One sad outcome of the Dotcom affair is that a rogue who should not have got residency has been transformed into a national celebrity.

A second sad outcome is that factual reporting of the affair in serious news media abroad pictures us as what Americans used to call hillbillies. The Crown Law Office, police, Government Communications Security Bureau (a systemic failure, by the way, not human error) and too-little-engaged ministers have dirtied the country brand.

But for one lot it is a small windfall: Labour, the Greens and New Zealand First were on top last week.

That doesn’t equal votes. But every time the Prime Minister doesn’t look in control, a sliver of trust is eroded. Over time, if he doesn’t regroup and look in charge, that will chip at his third-term potential.

His devolved ministerial governance left GCSB in the shadows for an unseemly seven months. His devolved cabinet governance let Hekia Parata last month mismanage the Christchurch education institutional reorganisation which could have foreshadowed an innovative countrywide twenty-first century organisational system.

There is another dimension: a Labour-Green-New Zealand First opposition is now half-visible.
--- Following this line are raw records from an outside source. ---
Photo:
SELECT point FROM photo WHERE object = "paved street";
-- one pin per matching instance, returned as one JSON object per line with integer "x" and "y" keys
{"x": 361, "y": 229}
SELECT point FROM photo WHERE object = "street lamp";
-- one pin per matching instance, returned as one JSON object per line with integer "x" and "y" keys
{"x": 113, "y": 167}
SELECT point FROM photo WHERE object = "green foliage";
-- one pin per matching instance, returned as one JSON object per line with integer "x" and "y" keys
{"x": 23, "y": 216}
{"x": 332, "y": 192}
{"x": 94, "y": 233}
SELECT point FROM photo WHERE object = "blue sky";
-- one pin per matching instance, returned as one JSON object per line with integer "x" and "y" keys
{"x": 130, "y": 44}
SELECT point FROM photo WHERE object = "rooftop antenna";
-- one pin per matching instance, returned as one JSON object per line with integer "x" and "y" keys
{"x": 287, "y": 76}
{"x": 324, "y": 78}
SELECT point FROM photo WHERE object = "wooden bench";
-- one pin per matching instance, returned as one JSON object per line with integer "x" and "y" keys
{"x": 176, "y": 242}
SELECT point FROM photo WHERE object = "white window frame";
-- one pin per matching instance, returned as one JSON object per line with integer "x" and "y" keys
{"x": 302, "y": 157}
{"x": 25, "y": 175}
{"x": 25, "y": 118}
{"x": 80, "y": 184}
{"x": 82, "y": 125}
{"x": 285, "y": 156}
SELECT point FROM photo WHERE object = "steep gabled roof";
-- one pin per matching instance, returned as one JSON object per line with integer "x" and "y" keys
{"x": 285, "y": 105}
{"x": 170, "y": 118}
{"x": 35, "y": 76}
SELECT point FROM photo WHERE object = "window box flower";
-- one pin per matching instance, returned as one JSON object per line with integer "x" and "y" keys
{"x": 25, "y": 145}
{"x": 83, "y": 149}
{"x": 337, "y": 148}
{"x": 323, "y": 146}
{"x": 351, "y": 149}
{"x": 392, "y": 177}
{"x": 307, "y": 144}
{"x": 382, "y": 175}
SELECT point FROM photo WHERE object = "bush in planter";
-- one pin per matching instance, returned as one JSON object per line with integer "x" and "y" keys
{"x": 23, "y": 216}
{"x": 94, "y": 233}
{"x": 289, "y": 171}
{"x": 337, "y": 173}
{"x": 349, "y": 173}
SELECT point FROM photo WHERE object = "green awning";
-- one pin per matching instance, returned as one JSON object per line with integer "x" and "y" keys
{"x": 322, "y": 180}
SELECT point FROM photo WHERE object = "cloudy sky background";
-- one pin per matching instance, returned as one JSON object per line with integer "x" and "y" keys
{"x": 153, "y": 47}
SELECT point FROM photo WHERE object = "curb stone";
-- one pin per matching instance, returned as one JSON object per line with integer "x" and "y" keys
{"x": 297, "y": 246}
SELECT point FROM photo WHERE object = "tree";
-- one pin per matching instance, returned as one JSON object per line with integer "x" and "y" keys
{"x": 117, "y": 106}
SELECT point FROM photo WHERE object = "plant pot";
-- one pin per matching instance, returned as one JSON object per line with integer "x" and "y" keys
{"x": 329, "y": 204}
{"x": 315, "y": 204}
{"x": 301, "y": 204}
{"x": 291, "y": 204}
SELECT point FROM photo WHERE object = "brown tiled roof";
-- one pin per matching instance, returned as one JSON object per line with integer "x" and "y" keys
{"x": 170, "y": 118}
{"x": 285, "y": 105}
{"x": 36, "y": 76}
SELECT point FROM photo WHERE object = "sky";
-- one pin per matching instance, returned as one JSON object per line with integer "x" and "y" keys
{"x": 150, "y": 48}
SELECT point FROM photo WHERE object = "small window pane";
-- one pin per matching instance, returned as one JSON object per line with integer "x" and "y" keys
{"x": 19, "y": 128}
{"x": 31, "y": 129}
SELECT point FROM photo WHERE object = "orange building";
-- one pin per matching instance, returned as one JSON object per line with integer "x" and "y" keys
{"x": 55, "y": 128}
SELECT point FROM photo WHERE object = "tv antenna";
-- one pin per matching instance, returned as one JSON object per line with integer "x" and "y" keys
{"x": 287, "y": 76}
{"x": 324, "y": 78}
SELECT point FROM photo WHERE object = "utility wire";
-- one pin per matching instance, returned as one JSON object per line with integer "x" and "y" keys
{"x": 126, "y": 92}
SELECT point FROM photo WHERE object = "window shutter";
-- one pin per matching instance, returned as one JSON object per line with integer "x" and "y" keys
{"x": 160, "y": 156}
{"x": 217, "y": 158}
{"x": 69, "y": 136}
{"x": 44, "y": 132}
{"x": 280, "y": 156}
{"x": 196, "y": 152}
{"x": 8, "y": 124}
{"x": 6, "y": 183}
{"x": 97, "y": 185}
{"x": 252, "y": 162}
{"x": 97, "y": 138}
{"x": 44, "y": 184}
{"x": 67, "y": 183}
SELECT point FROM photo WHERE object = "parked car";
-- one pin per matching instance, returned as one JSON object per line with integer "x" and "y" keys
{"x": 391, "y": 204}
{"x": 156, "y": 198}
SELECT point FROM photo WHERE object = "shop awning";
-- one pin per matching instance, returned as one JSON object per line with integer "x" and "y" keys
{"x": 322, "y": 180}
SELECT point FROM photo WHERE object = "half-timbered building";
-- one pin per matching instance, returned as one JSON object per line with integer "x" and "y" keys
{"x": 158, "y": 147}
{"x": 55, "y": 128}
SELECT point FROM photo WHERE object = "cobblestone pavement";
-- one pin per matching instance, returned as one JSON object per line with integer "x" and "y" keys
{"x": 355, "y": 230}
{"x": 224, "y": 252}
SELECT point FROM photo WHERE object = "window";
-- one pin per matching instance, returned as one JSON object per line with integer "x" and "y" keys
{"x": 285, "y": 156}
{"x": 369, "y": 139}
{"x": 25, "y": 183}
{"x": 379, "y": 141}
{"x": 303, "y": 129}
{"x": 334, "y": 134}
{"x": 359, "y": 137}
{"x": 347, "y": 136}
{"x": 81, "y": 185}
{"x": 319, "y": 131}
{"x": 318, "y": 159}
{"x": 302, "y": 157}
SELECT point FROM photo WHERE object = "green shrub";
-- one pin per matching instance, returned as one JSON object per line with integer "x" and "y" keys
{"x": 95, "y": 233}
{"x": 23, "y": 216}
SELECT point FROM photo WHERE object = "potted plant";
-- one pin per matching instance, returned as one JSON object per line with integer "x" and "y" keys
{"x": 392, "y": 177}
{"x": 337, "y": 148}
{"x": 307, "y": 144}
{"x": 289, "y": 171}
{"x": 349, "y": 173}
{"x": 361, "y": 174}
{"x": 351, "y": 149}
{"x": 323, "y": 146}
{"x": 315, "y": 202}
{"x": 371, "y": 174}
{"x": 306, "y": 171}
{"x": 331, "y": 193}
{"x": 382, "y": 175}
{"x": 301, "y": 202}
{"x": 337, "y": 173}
Russel Norman has found some limited common ground with Winston Peters, who harbours deep memories of his 1998 sacking and John Key’s scorching of him in 2008. Norman, Peters and David Parker are to co-star together on an Engineers Union platform Friday week.

The three parties’ polling numbers recently have been close to a majority.

But that doesn’t yet translate in voters’ minds into a government-in-waiting. Apart from the gulf between Norman and Peters, Labour is not yet a lead-party-in-waiting.

One reason is that David Shearer has yet to look and sound like a prime minister-in-waiting. In his absence last Thursday Grant Robertson led the urgent debate more incisively and rumbustiously than he would have. Shearer handled an inquisitive interview panel on TV3’s Nation last weekend with assurance but could not manage the more traditional attack-entertainment Q&A show the weekend before.

Some senior Labour people are billing the conference in mid-November as his judgment day. If he can’t wow, or at least woo, delegates, pressure will grow to replace him. Most accounts say he lost to David Cunliffe (though most of those say not by much) in the informal party meetings last December before the caucus vote.

Scrutiny of Shearer will in turn focus the conference’s attention on the proposal to give the party-at-large a say in leadership contests.

The party council proposes a 40:40:20 split among the caucus, the party and affiliated unions. Others have proposed amendments to that formula and to the probably unworkable proposal that a two-thirds no-confidence vote by the MPs’ caucus would be needed to trigger a leadership contest — no leader could continue if half the caucus lost confidence. The proposal also requires a three-yearly confirmation of a leader by the caucus (the first next February), failing which a contest would be triggered.

The conference will also consider some big reorganisation proposals, among them “registration” of supporters, including issue activists, who don’t get off on drafty hall meetings.

The council proposes the conference decide a “high-level” policy platform MPs would have to abide by. Policy is to be generally a greater focus of party activity. Some initial papers are due soon from the policy council.

That may begin to address a second reason Labour does not yet look like a lead-party-in-waiting: it has yet to get across clear policy positions.

Actually, in a speech last month Parker detailed proposals for Reserve Bank reform, focused on the longer term. And Cunliffe has been working up matching micro-economic policy which proposes the government work actively with sectors to build capital, technology and skills in high-value and so high-wage enterprises.

This is not a return to picking winners. It is geared to longer-term results than oil extraction offers. And it rates the environment highly, as infrastructure meriting protection and investment and as “intrinsic” to the country and therefore the economy, so warranting accounting for externalities.

Clean-tech, Cunliffe argues, expresses the country “brand”. His version includes “sustainable agriculture”.

The key word is “active”, alongside businesses, using government procurement as a lever and building, like Finland, Israel and Denmark, all successful small countries, an “innovation ecosystem”.

Cunliffe claims rising business interest. He may be right, not just because businesses would not say no to handouts but because the parameters of policy debate are changing.

That puts Cunliffe at the core of the party’s aims for revival, not so much “left”, as some mistakenly read it, as trying to be future-oriented.

Key’s political management letdowns have opened a door. Next, can Shearer turn himself into a salesman before the conference marks him?